The filmmaker begins with storyboards, not a script, Shore said.
“That is extremely rare,” she said. “I don’t know of another animator who does that. That’s a sign of someone who is working from his unconscious more than from marketing or commercialism.”
He communicates with metaphor and symbol, often found in the backgrounds of scenes.
“Everybody can make a film with logic,” Miyazaki said in the midnighteye.com interview. “But my way is not to use logic. I try to dig deep into the well of my subconscious.”
The connection to the subconscious is a big reason for the power and impact of Miyazaki’s films, Shore said.
Certainly, they’ve had a huge impact on her: She made the decision to attend Pacifica Graduate Institute, earning a Ph.D. in mythological studies and psychology, specifically so she could study Miyazaki.
“His stories are so extraordinary,” she said. “They speak to my soul and the souls of so many.

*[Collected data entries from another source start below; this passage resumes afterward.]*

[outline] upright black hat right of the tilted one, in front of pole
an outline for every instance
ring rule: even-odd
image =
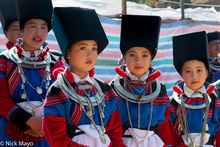
[[[132,47],[145,47],[157,53],[161,18],[159,16],[122,15],[120,49],[124,55]]]

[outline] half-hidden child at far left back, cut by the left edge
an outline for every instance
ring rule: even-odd
[[[15,0],[0,0],[0,20],[2,29],[8,42],[7,49],[11,49],[17,38],[21,37]]]

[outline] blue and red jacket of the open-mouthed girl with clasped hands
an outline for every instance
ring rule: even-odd
[[[11,50],[15,49],[13,47]],[[24,131],[29,128],[25,123],[32,116],[31,113],[25,111],[17,105],[20,102],[27,102],[27,99],[23,99],[21,76],[18,73],[17,64],[12,60],[9,51],[6,50],[0,54],[0,140],[1,141],[24,141],[35,142],[36,146],[47,146],[45,138],[33,138],[29,135],[25,135]],[[64,63],[61,60],[61,54],[57,51],[50,51],[51,63],[50,71],[55,68],[63,67]],[[23,58],[23,55],[19,55]],[[44,60],[39,58],[39,61]],[[42,80],[45,76],[45,68],[33,69],[22,67],[27,81],[36,88],[40,87]],[[55,78],[51,75],[50,84],[55,81]],[[25,90],[27,97],[30,101],[40,101],[45,99],[46,88],[45,82],[42,83],[42,94],[38,94],[36,90],[30,87],[27,82],[25,83]],[[37,142],[36,142],[37,141]]]

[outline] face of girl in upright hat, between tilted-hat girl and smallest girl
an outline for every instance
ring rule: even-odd
[[[144,47],[132,47],[125,53],[124,59],[131,74],[141,77],[150,67],[151,53]]]

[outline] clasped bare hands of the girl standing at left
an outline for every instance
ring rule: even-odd
[[[25,134],[29,134],[33,137],[43,137],[44,133],[42,131],[42,118],[32,116],[26,122],[30,129],[25,131]]]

I was drawn to the human origin of stories and why human beings create them and why we need them.”
Shore sees movies as the myths of today, the stories that shape our beliefs and define our values and ethics.
“We are going back in many ways to the pre-literacy age, when the ancient cave paintings and petroglyphs told the stories,” she said. “It was before the words. Now we are going back to this image-heavy society.
“Miyazaki’s films are metaphors helping us envision a better world.”